The following day, I was waiting for a call from BPAS (British Pregnancy Advisory Service) to see if they could get me an appointment. As we only had 5 days, you can imagine how stressed I was. Eventually, they got back to me with a stand by appointment on the Sunday as 12:30. I broke down again as their definition of stand by meant if they could fit me in for an appointment that day. I was so worried.

The only people that knew were my mum and dad. I couldn’t tell anyone else. I couldn’t tell my friends as I couldn’t trust it would stay between them. I couldn’t tell my current boyfriend as I was too embarrassed about what he would think. And I couldn’t tell my ex as I don’t believe he would even be mature enough to handle this situation.

My parents and I drove down to London from Glasgow on the Saturday. I had to pretend to my boyfriend, friends and family members that I was ill, whilst my mum and dad had to make up other lies to tell their friends. It was going to be a long weekend.

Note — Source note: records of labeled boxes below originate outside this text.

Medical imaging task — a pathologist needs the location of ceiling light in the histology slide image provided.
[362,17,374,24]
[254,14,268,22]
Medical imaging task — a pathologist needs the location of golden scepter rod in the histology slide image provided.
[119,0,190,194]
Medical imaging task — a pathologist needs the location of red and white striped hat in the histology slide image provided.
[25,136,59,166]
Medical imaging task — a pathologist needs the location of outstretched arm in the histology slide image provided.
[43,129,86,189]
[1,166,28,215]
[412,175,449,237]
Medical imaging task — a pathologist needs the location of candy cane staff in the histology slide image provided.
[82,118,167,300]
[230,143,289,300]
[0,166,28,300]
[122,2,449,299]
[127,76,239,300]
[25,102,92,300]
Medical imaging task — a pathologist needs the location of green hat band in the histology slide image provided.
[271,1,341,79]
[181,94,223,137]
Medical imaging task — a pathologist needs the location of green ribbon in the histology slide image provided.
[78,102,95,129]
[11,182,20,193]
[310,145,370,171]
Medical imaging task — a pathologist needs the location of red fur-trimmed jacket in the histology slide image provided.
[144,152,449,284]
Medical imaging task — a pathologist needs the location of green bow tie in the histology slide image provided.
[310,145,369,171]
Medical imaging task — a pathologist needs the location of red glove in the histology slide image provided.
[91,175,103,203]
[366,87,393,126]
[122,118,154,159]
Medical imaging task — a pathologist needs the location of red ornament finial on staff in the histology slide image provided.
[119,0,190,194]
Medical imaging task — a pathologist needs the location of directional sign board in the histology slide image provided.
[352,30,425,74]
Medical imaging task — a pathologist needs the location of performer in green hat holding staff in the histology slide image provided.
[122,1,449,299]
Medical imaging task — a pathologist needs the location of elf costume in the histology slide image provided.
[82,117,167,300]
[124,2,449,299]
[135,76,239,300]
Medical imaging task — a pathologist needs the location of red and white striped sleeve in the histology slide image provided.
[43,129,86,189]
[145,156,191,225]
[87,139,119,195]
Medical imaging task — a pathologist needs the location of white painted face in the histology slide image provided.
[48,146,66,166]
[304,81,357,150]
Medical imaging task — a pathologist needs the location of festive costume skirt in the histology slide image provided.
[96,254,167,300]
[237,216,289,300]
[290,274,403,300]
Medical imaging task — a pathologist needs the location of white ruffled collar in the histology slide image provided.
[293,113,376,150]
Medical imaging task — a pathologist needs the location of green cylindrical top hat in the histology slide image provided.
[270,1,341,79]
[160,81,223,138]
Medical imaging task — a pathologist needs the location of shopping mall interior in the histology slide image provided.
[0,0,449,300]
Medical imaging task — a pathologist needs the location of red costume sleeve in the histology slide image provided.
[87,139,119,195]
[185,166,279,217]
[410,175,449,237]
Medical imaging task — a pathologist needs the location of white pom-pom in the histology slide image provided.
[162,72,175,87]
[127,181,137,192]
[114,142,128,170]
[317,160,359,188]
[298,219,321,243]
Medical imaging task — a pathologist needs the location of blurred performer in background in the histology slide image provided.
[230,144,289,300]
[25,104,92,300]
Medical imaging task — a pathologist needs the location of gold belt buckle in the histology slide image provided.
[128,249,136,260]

We woke up on the Sunday and made it at the BPAS centre for around 12:00. I was taken straight away to check my height, weight, blood pressure and other general tests. I then returned to the waiting room and was taken for an ultrasound after that. I then went back to the waiting area once again, and waited for around 3 hours before I was taken again. I was asked to put on a hospital gown and lay on the bed. I was going to be taken in to theatre for cervix preparation. This put me at ease as I knew I would be returning the next day to complete the termination. Due to how far along I was with my pregnancy as well, they would have to give me fetecide, a drug sometimes administered in later abortions to stop the fetal heartbeat before the surgical abortion process begins. I had a support nurse who let me hold her hand through the process. It sounds childish but it did help me through. I was taken to a recovery room where they checked my blood pressure etc again and offered me a hot drink and a biscuit.

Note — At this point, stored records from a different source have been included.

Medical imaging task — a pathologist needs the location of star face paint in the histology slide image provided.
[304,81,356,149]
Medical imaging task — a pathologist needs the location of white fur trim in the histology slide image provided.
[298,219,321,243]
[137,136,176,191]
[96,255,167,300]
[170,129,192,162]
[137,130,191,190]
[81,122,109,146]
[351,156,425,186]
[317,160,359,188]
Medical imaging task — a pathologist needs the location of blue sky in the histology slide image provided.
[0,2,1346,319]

I was then greeted by my mum and dad again and told just to take it easy as I was in at 8am the following day. I was to fast for 6 hours before this.

I woke up the next day and was feeling super anxious. I didn’t know what to expect but I knew it was going to happen today. We arrived again at around 7:50 and seen many of the same faces as the day before. I was taken up to prepare for theatre around 10:30. It was the same procedures as before however this time, I was being put under a general anesthetic. I was nervous about this as well. The thought of knowing you’re drifting to sleep and being about to do nothing about it really worried me. However, the anesthetist put me at ease and told me they would be with me throughout the full procedure which out my mind at rest. There was a lot of prep talk but I remember the anesthetist telling me he was going to start to administer the anesthetic. My throat started to tingle and the next thing I remember was waking up in the recovery room. I asked the nurse how long I was in for and she said around 10 minutes. That was it.

They took me up to see the nurse again to do general checks and I was given a hot drink and biscuit again. They then brought my mum up to the room and we were both reduced to tears. I think I was just due to the fact that, probably, the most stressful week of our lives was almost over.

I cannot thank them enough. My mum and dad showed me so much love within that week. I also cannot thank BPAS enough for fitting me in. My life would have been completely different if it wasn’t for them. They were so kind and I just want to express my thanks 1 million times over. Thank you.